Because reimbursement increases with each level of complexity, insurers may review those claims closely.
“I had one the other day that we had billed a 99214-office visit, and then Humana had changed it to 99213. And they automatically pay that, and then we have to fix everything on our end,” McGennis.
According to McGennis, the shift to downcoding appears to be relatively recent, beginning sometime last year. While insurers periodically adjust how claims are reviewed, some providers say they are seeing more scrutiny recently. But other instances with Humana appear to involve automated claim adjustments.
“Coding an office visit from a 214 to 213 means practitioners lose $37 per patient,” Zuidema said. “For a practice seeing dozens of patients daily, that reduction can add up quickly. Many single-physician family practices see 40 to 50 patients a day and bring in between $70,000 and $80,000 in monthly payments. Losing several thousand dollars in reimbursements can have a noticeable impact on operations, particularly for smaller clinics.”
For practices that closely review their explanation of benefits (EOB) statements, those adjustments can be identified and appealed. However, the process requires careful monitoring and additional administrative work. If a billing system does not flag the discrepancy between the billed code and the paid code the adjustment could be written off automatically without the practitioner realizing it. And for smaller practices without dedicated billing departments, the administrative burden can make it difficult to challenge every downcoded claim.
McGennis, who oversees Huntsville’s chapter of the Healthcare Leaders Association (HLA), said the issue has been widely discussed among local healthcare administrators and billing professionals. During an HLA meeting in Birmingham, McGennis has spoken with many Alabama-based practitioners who are being impacted by automated downcoding.
“We have a lot of family practice clients who are being hit by this because they have a high volume of office visits,” she said.
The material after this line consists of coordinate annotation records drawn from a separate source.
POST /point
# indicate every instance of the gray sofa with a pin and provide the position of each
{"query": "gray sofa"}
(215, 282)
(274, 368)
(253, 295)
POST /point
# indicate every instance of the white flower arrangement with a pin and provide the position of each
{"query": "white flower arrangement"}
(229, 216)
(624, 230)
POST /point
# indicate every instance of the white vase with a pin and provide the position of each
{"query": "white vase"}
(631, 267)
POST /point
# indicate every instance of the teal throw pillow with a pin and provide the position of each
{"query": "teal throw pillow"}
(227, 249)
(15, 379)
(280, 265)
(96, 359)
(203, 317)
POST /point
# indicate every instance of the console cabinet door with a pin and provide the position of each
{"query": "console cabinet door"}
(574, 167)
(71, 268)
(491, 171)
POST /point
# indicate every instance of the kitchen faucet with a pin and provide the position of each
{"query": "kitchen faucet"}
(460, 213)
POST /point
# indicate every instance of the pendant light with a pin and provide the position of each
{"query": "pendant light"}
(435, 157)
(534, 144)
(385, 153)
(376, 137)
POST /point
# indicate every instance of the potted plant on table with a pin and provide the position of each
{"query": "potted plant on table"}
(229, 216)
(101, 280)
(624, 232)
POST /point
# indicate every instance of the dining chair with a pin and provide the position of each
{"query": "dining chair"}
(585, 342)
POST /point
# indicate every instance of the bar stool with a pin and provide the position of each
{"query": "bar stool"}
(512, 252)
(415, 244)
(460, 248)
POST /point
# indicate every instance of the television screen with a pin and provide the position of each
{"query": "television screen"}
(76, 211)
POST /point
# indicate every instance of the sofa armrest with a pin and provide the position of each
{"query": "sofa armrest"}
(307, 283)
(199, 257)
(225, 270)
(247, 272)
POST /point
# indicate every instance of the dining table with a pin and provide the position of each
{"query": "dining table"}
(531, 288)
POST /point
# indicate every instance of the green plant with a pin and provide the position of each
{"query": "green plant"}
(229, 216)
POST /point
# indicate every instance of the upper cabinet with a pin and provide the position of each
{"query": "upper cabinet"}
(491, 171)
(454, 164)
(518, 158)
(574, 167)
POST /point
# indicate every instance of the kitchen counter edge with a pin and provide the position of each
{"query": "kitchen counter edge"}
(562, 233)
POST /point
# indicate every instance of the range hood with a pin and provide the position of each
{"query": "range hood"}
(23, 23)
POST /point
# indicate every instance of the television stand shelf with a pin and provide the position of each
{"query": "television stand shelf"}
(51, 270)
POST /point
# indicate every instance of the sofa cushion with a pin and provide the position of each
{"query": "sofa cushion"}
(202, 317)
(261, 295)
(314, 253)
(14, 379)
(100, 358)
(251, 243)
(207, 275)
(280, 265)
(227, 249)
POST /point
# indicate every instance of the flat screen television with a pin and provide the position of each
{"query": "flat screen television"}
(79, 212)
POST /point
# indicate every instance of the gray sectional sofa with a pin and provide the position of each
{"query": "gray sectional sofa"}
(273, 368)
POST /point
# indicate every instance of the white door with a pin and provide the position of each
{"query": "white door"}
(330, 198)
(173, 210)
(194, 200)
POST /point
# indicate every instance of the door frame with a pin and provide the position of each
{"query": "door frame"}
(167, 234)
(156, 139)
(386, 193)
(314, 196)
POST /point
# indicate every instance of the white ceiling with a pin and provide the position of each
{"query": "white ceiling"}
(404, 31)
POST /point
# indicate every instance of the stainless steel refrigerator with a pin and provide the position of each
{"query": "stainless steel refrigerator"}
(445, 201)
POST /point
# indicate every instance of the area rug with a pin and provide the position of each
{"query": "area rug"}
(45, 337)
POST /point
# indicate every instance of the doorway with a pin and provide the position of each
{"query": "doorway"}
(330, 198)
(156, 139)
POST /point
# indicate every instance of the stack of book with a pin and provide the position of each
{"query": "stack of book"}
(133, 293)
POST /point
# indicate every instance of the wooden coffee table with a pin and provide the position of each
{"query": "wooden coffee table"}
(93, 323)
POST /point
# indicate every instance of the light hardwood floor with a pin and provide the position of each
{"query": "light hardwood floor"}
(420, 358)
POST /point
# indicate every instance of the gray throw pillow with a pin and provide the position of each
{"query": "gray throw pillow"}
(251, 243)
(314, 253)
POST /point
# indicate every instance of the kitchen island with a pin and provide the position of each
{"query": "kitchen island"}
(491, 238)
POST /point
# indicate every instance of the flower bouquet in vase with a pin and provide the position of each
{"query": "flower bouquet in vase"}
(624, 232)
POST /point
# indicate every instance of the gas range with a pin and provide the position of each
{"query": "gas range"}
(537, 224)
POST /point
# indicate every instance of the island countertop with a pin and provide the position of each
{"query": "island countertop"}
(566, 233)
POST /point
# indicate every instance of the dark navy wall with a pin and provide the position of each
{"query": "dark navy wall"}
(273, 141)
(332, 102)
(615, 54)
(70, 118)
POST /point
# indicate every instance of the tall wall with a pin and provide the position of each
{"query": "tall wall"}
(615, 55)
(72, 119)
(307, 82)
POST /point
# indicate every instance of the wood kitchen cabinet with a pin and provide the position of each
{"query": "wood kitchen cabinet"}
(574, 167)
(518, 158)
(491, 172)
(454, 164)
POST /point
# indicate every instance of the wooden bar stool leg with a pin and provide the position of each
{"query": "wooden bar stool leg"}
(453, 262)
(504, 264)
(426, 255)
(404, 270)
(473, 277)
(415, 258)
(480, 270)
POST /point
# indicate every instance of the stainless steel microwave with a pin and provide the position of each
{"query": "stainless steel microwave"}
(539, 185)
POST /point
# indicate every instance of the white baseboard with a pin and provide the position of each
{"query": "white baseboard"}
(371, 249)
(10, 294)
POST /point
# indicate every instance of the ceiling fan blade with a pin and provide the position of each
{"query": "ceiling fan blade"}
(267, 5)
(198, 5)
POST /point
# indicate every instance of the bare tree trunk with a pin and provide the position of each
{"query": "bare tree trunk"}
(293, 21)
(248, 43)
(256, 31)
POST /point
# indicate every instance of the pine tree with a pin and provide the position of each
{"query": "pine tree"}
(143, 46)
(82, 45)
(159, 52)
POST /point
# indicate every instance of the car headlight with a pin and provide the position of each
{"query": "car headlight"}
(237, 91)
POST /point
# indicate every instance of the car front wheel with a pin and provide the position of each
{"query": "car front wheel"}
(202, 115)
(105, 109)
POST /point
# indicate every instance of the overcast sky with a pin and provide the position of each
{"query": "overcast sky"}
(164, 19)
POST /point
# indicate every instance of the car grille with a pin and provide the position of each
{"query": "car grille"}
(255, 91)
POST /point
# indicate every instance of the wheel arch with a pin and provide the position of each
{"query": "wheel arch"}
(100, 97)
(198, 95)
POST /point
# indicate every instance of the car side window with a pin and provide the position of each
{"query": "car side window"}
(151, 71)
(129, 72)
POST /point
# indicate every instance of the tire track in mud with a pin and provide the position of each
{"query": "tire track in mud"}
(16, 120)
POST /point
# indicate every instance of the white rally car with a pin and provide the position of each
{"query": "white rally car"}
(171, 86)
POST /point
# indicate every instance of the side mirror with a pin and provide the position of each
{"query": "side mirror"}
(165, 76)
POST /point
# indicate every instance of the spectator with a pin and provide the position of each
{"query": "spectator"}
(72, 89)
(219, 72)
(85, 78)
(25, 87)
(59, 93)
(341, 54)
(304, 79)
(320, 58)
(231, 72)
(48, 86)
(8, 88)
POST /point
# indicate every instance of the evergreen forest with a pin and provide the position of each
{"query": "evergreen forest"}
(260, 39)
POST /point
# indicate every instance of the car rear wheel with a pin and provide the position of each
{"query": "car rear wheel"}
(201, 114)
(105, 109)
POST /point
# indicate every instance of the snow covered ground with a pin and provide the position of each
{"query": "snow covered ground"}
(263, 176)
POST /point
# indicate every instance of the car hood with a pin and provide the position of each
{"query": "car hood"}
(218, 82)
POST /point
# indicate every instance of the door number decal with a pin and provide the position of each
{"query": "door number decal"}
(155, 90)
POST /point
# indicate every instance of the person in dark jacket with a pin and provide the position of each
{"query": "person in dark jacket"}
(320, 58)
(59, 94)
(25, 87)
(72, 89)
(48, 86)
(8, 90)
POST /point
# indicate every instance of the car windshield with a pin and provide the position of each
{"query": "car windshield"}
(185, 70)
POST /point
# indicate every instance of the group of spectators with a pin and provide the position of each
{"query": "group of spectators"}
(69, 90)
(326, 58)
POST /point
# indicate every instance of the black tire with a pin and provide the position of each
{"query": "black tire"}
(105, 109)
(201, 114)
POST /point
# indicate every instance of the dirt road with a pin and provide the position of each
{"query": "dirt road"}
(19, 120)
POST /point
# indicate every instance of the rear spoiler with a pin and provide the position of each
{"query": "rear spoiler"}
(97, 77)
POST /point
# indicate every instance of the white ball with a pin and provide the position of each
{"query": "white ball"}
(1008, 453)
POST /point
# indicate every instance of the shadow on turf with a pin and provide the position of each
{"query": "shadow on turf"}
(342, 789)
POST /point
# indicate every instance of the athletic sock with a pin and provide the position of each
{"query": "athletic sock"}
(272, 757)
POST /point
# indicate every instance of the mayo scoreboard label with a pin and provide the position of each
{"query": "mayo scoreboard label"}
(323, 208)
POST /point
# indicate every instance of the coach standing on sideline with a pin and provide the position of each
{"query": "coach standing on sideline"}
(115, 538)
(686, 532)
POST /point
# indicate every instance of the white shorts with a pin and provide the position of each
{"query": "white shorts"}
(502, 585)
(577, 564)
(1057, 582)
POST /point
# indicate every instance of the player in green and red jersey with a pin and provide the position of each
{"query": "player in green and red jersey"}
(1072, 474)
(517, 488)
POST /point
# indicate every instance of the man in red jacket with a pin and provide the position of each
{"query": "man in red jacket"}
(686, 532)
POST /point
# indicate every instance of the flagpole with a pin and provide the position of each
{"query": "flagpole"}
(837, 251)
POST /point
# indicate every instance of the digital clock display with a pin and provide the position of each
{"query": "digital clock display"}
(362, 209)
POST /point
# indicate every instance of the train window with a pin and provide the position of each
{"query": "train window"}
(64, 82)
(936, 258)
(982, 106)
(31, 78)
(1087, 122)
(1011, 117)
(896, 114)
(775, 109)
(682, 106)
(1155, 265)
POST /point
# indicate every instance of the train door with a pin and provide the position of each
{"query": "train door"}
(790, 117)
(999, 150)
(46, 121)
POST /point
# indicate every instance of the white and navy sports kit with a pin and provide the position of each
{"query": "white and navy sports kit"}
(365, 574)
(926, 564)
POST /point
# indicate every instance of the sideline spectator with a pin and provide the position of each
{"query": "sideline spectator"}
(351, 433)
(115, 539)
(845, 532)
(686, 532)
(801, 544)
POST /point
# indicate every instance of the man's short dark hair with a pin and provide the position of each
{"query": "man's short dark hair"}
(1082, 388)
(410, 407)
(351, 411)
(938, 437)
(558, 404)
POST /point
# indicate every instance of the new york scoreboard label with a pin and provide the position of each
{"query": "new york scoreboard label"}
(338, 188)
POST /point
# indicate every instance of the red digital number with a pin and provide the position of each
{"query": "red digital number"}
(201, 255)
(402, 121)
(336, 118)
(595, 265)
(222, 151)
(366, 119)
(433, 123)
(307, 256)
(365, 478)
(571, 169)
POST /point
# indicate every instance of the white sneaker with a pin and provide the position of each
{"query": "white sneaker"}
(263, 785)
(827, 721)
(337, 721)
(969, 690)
Appealing a downcoding claim is possible, but it requires time and staff resources, which involves writing a letter explaining the originally filled code. “Practices must also move quickly,” Zuidema said. “Claims generally must be submitted within 180 days and appeals typically must be filed within about 90 days after the insurer’s decision. Even when appeals are successful, the process can delay reimbursement for weeks or months.”
The effects of downcoding disputes are less visible for patients, but can still be significant. When insurers repeatedly reimburse services at lower levels, some practices begin reevaluating which insurance plans they can afford to accept. When practices drop insurance plans, patients may be forced to find new providers, sometimes after years of seeing the same physician. In urban areas, patients may have multiple options. However, in smaller communities, finding a new provider can necessitate considerable travel.
Insurance plan structures can exacerbate the situation for some patients. Many Medicare Advantage or replacement plans lock patients into a network for an entire year. If a physician decides to stop accepting a particular insurer midyear, patients may have few immediate alternatives. The ultimate result is that while the financial pressure of downcoding primarily affects healthcare organizations, the ripple effects can ultimately influence patient access, particularly if more practices decide certain insurance contracts are no longer sustainable.